Folgende Methoden zur Schmerzreduzierung wurden getestet:

  1. Zunächst wurde das Kühlgerät Cryo 6 eingesetzt, um während der Tattooentfernung mittels eines Schlauches kalte Luft auf die betroffene Hautstelle zu pusten.
  2. In der nächsten Sitzung hatten die Probanden die Möglichkeit, die Hautpartie vor und nach der Sitzung mit einem Cool-Pack zu kühlen.
  3. In der darauffolgenden Sitzung wurde die Oberflächenanästhesie eingesetzt. Hierbei werden zwei verschiedener Cremes aufgetragen, die Prilocain und Lidocain enthalten, und hierdurch zur kurzfristigen Betäubung der Hautoberfläche beitragen.

Schmerzempfindungen mit Anwendung der schmerzlindernden Methoden

Nach jeder Sitzung wurde den Probanden ein Fragebogen mitgegeben, auf dem das Schmerzempfinden des Nano- und des Pikosekundenlasers differenziert zu bewerten war.

Ergebnisse des Nanosekundenlasers (Rubinlaser)

Das Einsetzen des Kühlgeräts ab der dritten Sitzung hatte dann jedoch nur einen geringen Einfluss auf die Schmerzlinderung und die Verwendung von Cool-Packs hat das Schmerzempfinden nicht verbessert. Jedoch hat die Methode der Oberflächenanästhesie starke Wirkungen gezeigt und die Probanden durften ab der 5. Sitzung diese Methode weiterhin zur Schmerzlinderung verwenden.

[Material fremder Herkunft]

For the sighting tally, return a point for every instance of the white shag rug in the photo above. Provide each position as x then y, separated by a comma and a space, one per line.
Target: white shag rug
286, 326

Ergebnisse des Pikosekundenlasers (Nd:YAG)

Sowohl die kalte Luft als auch die Anwendung der Cool-Packs auf der betroffenen Hautpartie haben keine Schmerzlinderung ausgelöst. Jedoch zeigte sich bei diesem Lasersystem eine sogar noch stärkere Wirkung der Oberflächenanästhesie als bei dem Nanosekundenlaser.

Fazit: Welche Methode lindert den Schmerz am besten?

Zusammenfassend lässt sich sagen, dass die Oberflächenanästhesie sowohl bei Behandlungen mit dem Nanosekundenlaser als auch bei dem Pikosekundenlaser die beste Wirkung gezeigt haben. Die Cool-Packs und das Cryo6-Kühlgerät haben die Schmerzen hingegen weniger erfolgreich gelindert.

Quelle

Klinische Vergleichsstudie zur Effektivität einer Behandlung mittels gütegeschaltetem Rubin vs. Pikosekundenlaser zur Entfernung von Schmucktätowierungen.